Ефимка на чём свет стоит ругал пески, из-за которых он чуть не свернул себе голову. Впрочем, я по его глазам видел, что он чем-то весьма доволен.
— Шалый велел тебе передать, чтоб приступал к работе, так как время горячее — путина, и людей не хватает. Сегодня выходим в море. Я тоже выхожу. Лады?
Я бросил взгляд на побледневшую сестру. — Придётся ехать, — вздохнул я, стараясь не показывать, как обрадовался.
Лиза молча встала, чтоб меня собрать. Но Ефимкины новости ещё не кончились.
— Лизу просят прийти в клуб, — простодушно сообщил он.
— Почему же... меня? — удивилась Лиза.
— В Бурунном целая эскадрилья самолётов, ещё ночью прибыли! — выпалил Ефимка. — Сейчас собрание начнётся. А Лизе записка...
Ефимка протянул ей конверт, достав его из фуражки, где он и сохранялся всю дорогу. Из-за проклятых песков конверт весь вымок.
Лиза прочла и покраснела.
— Знаешь, кто приехал? — воскликнула она. — Глеб Павлович Львов. Зовёт нас в Бурунный, хочет повидаться!
— Я вас довезу обоих, — важно обещал Ефимка.

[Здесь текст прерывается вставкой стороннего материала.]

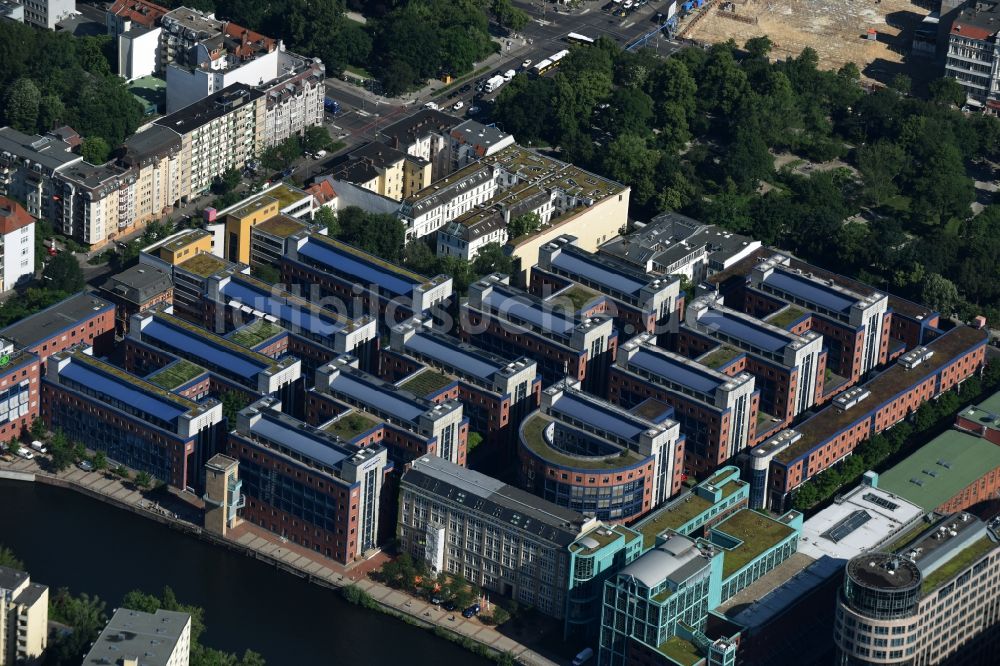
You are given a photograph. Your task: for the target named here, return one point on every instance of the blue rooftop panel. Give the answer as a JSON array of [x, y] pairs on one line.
[[599, 416], [598, 272], [348, 264], [292, 317], [211, 355], [298, 441], [451, 355], [809, 291], [669, 368], [384, 401], [123, 391], [737, 328], [524, 309]]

Через четверть часа мы уже мчались со всей скоростью, какую можно развить на нашей дороге на антикварном мотоцикле. Доехали благополучно, если не считать того, что два раза вываливались на полном ходу в песок. Ефимкин мотоцикл вообще со странностями, как норовистая лошадь. Ругать его нельзя, а то он пуще того взбесится, потому Ефим ругает всегда лишь песок.
Мы завезли Лизу к Маргошке (сестра хотела умыться и запудрить синяк), а сами отправились прямиком к клубу. К великому удовольствию куривших возле клуба парней, мотоцикл высадил нас единым махом на высокое крыльцо — клуб у нас на сваях — и, повернув на сорок пять градусов, попятился и налетел на неуспевшего посторониться Павлушку Рыжова. Пока он отряхивал свой новый костюм, мы скрылись в толпе.
В поселковом клубе было людно, как никогда, и так шумно, что почти не было слышно пущенную на всю мощность радиолу. Собрались все ловцы, кормщики, механики, капитаны промысловых моторных судов. Девушки-рыбачки принарядились кто во что горазд. Смех, возгласы, песни, загорелые лица, белозубые улыбки, морские куртки, полосатые тельняшки, солёные остроты — у нас на этот счёт не стесняются. На празднично прибранной сцене висела огромная карта Северного Каспия.
Директор рыбозавода, Павлушкин отец, беседовал возле сцены с пилотами. Я сразу увидел среди них Львова, но усомнился, он ли это — так Глеб изменился. Он был весел, спокоен, держался уверенно. Может, он всегда был такой, а тогда сделался «сам не свой» из-за перенесённой аварии. Уж очень он боялся, что его отчислят по лётному несоответствию и «спишут на землю», как выражаются лётчики. Но его не отчислили — верно, дефект был в моторе.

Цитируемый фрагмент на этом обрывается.